Later Bass is playing host in Montpelier’s main dining room, where the daily-rotating prix-fixe menu features a generous portion of plump lobster. It’s a laid-back affair joined by her longtime friends– turned–Nevisian neighbors, New York artists Brice and Helen Marden. After discussing local politics (raves all around for the new Oxford-educated deputy premier, Mark Brantley), I learn that Bass had been tipped off to Tower Hill by the Mardens, who had become the unlikely owners of Nevis’s Golden Rock Inn (rooms, from $210; Charlestown; 869-469-3346; goldenrocknevis.com) in 2006 after two decades of regularly visiting St. Barths. “There were too many cars, too many people from New York and the art world,” Brice says of the jet-setters’ haven. “Our tendency is to go the other way.”

Over breakfast the next morning at the Mardens’ Golden Rock, the couple explain that their ownership has been marked by seven years of renovations, with the hotel open throughout. “When I look back, buying the place was crazy,” Helen says. “But I love the way it looks now.” To start, the Miami-based Raymond Jungles (of 1111 Lincoln Road fame) helped them transform the once untended grounds into a vibrant garden where 11 simple rooms sit inside six cottages and a duplex suite occupies a windmill. Next up was construction of a new restaurant, The Rocks, and an outdoor dining terrace, designed by Paris-based architect Ed Tuttle, also an Aman alum.

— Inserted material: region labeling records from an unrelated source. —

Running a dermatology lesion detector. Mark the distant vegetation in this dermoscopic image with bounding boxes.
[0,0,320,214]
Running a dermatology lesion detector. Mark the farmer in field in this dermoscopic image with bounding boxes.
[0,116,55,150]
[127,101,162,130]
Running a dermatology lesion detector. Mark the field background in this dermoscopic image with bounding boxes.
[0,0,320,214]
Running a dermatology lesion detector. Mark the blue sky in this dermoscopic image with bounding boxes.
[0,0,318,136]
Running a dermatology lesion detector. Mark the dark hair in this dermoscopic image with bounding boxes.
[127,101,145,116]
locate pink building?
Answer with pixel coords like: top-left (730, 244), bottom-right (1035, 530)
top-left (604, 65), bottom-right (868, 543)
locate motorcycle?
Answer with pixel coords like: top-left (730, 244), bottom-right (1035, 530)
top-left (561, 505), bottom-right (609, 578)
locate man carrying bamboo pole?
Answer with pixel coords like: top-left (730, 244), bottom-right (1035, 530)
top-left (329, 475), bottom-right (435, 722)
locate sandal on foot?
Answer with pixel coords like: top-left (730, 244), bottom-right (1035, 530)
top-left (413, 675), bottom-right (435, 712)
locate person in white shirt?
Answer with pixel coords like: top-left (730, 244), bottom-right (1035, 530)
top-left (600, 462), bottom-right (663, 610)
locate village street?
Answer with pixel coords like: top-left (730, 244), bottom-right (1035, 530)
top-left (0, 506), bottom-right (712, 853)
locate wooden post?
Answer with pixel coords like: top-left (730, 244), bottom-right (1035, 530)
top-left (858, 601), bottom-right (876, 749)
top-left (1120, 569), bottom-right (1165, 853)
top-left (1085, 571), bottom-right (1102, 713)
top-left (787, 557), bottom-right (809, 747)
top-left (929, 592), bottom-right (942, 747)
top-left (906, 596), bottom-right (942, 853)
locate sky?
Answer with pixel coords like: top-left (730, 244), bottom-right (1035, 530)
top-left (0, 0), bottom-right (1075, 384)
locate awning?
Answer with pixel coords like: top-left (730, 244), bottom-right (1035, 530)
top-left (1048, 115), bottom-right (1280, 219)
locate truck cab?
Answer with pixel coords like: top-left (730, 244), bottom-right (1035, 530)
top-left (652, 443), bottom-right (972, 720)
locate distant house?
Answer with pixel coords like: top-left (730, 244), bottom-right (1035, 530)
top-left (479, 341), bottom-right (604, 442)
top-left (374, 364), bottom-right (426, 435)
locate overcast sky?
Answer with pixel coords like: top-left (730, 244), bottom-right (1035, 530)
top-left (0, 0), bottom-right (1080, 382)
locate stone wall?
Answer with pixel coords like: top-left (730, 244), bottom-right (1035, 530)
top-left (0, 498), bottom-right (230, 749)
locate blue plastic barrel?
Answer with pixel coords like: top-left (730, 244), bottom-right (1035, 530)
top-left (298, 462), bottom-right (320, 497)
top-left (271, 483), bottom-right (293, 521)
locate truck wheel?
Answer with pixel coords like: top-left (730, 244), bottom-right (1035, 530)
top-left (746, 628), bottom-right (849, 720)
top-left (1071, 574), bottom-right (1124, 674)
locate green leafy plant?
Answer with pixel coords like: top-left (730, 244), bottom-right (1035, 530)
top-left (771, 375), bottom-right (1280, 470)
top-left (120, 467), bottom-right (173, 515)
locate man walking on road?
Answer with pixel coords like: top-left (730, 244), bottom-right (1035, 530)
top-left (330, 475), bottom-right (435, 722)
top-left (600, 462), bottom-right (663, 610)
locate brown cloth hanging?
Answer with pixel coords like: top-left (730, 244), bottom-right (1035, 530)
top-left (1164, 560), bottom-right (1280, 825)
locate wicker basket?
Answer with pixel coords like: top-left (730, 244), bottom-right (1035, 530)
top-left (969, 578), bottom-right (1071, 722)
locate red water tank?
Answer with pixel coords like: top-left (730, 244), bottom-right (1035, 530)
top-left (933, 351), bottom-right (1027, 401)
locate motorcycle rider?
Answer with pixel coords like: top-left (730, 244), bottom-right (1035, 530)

That evening at The Rocks, Deputy Premier Brantley meets me for dinner. The eatery is buzzing with patrons—some of whom can’t resist a peek at the smartly dressed politician and his sunburned companion. Brantley says he loves how Nevis is hard to reach, a natural deterrent to the type of all-inclusive obsessives he hopes to keep at bay. I begin to wonder how Bass’s other favorite hotel, The Four Seasons Nevis (rooms, from $375; Pinney’s Beach, Charlestown; 869-469-6238; fourseasons.com)—with four restaurants, a bar, three pools, a spa and one of the region’s best golf courses—isn’t counterintuitive to this. But before I ask him about it, Brantley suggests a nightcap at Lime (869-469-1147), an iffy shack of a bar on Pinney’s Beach. To my surprise, the dance floor is packed with a mix of locals and bodies whose flailing clearly indicates they’re tourists. Later I notice many of the latter walking across the sand toward the neighboring Four Seasons, and I stand corrected: The megaresort’s guests are explorers, too, just ones who prefer retiring to the lap of luxury.